The vast majority of TM studies are methodologically flawed to the point that they can't be meaningfully interpreted, and are thus excluded from any well-conducted systematic review. You seem very focused on the raw quantity of TM studies, but piling up huge numbers of flawed studies is like multiplying zeroes. It's important to understand that 50 flawed studies are no more useful than 1 flawed study, at least in science (obviously, in marketing the equation may be substantially different). MastCellTalk 23:49, 15 January 2014 (UTC)
I like it how you only responded to Sparaig2 last sentence. Also I had a quick look at the review and doesn't it only look at stress and well-being in a clinical setting?--Uncreated (talk) 19:33, 17 January 2014 (UTC)
I didn't see much else in Sparaig2's post to respond to. I understand that a pseudonymous Wikipedia editor disagrees with the paper's methodology, but that carries zero weight when it comes to our content policies. His main objection seemed to be based on a fundamentally faulty understanding of how systematic reviews work, so I tried to clarify that. I'm not sure what you mean by "only" looking at "clinical settings"; could you clarify? MastCellTalk 23:32, 17 January 2014 (UTC)
By Clinical Setting I mean the review only looked at studies in which the subjects had been diagnosed with a medical or psychiatric problem. --Uncreated (talk) 07:47, 8 February 2014 (UTC)
You said: "The fact that very few TM studies qualified is not an indication of a problem with the systematic review. It's an indication of the flaws and weaknesses of the TM literature (as other systematic reviews have routinely noted." This statement suggests a bit of bias on your part for several reasons: firstly, in most of the reviews I have seen, reviewers don't single out TM research as the worst of all worlds, which your statement implies; secondly, in reference to the most recent review from the American Heart Association, lead author Robert Brook said that studies on TM were unique in the quality of research on hypertension, which goes against the general implication of your comment; finally, on a purely numerical level, the pubmed search string, "transcendental meditation" ("well being" OR anxiety OR depression) yields 50 hits, while the search string, mindfulness meditation ("well being" OR anxiety OR depression) yields 320 hits. 8 out of 50 TM studies made the grade, while 20 out of 320 mindfulness studies made the grade. That's 16% of the TM studies were sufficiently high quality to be included, while only 6.25% of the mindfulness studies were sufficiently high quality to be included, assuming that only pubmed citations were used. Surely you can see that singling out TM studies the way you appear to be is not warranted? 14:44, 23 January 2014 (UTC) — Preceding unsigned comment added by Sparaig2 (talk • contribs)
I added 5 tildes by accident and it said I didn't sign the commentSparaig2 (talk) 14:48, 23 January 2014 (UTC)
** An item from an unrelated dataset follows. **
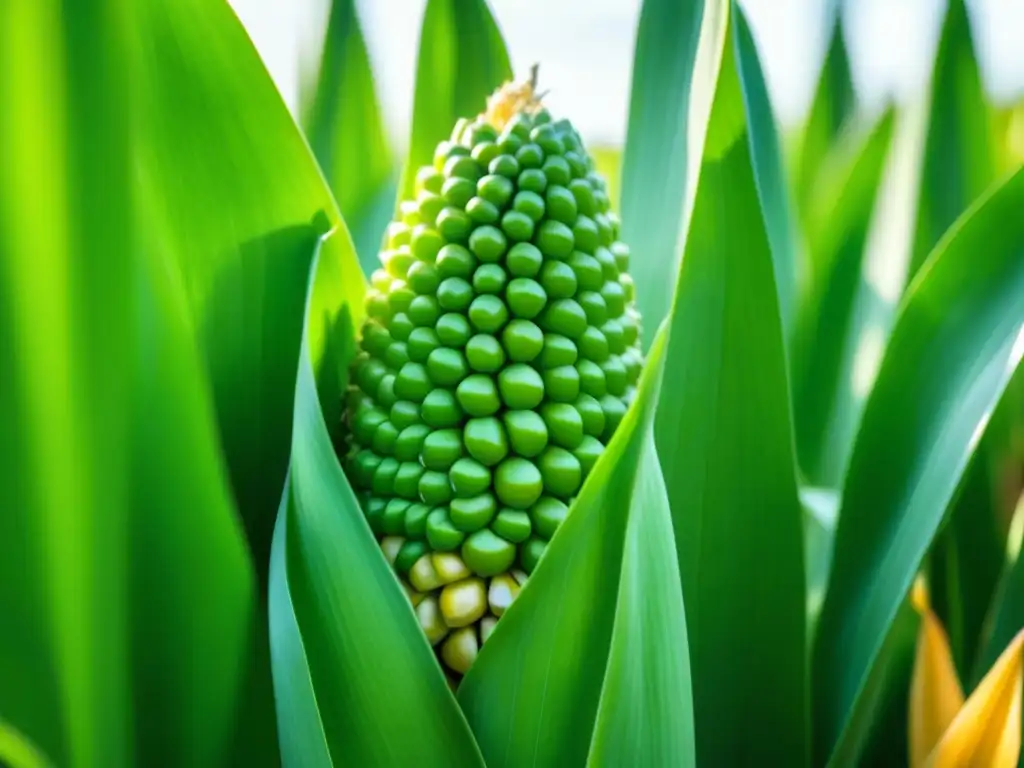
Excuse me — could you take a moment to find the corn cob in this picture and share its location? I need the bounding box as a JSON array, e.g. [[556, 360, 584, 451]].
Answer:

┌────────────────────────────────────────────────────────────────────────────────────────────────────┘ Not really following the argument here. What change is being proposed, exactly? Alexbrntalk|contribs|COI 14:51, 23 January 2014 (UTC)
I was simply noting what appears to be a bug. I suppose I should have tested in a sandbox rather than in public. I've sent an email about it, though its a wiki bug, and the authors of the original software need to be told --not obvious how to go about doing that, however.Sparaig2 (talk) 15:14, 23 January 2014 (UTC)
I was pointing out to MastCell that I thought his attitude towards TM research is biased. It is up to MastCell to decide what, if anything, to do about his bias and how it affects his handling of the citation of TM research in wikipedia. Sparaig2 (talk) 16:20, 23 January 2014 (UTC)
I don't think I've ever claimed that TM research was uniquely worse than other meditation research. As you note, meditation research is pretty poor across the board in terms of quality. This page is about TM specifically; hence the focus on TM here. You're welcome to follow up on your concerns about bias on my talkpage or in whatever venue you see fit, although I find it somewhat ironic to be accused of bias on an article dominated by a group of single-purpose TM-affiliated accounts. MastCellTalk 18:36, 23 January 2014 (UTC)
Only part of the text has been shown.